IP:219.150.118.21 on ports 12490,29503,13694.10596 all to my ip on port 1026.

funnily enough this is linked to a dos attack

hmm maybe ET is trying to get noticed

BBKing
03-07-2004, 04:31
How typical of NTL to lie about what they're doing .. "network maintenance" doesn't need to port scan specific ports like these.

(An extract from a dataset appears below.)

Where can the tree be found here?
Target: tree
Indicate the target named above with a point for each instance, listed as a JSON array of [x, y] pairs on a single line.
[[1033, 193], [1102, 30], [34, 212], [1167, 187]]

Pass the crack pipe, Alice. What does this have to do with network maintenance? I happen to know ntl do rather a lot of network maintenance, I'm involved with it.

KraGorn
03-07-2004, 09:25
Pass the crack pipe, Alice. What does this have to do with network maintenance? I happen to know ntl do rather a lot of network maintenance, I'm involved with it.
SO, what DO port scans have to do with network maintenance? More specifically, why THESE ports in particular. Random probes I may accept have use, these are too specific .. they're looking for something and not saying what it is, instead they're inferring it's routine 'maintenance'.

THAT's why they're lying!

dev
03-07-2004, 12:28
SO, what DO port scans have to do with network maintenance? More specifically, why THESE ports in particular. Random probes I may accept have use, these are too specific .. they're looking for something and not saying what it is, instead they're inferring it's routine 'maintenance'.

THAT's why they're lying!

they are most likely looking for viruses/worms spreading by windows exploits or whatever, that is maintenance as it will cut down traffic on the network making more available to you and making the network quicker :)

Paul
03-07-2004, 13:48
they are most likely looking for viruses/worms spreading by windows exploits or whatever, that is maintenance as it will cut down traffic on the network making more available to you and making the network quicker :)

Precisely.

Bambi
03-07-2004, 18:40
u wasnt allowed to run webservers originally was u ? i think u can - i checked my logs i cant find any scans on that IP

Unless they have changed thier TAC you can run a web server and any file server as long as any downloads are on a passworded account basis that is not publicly available. i.e only private user accounts.

I have been running a small apache server for about a year now with no hassles.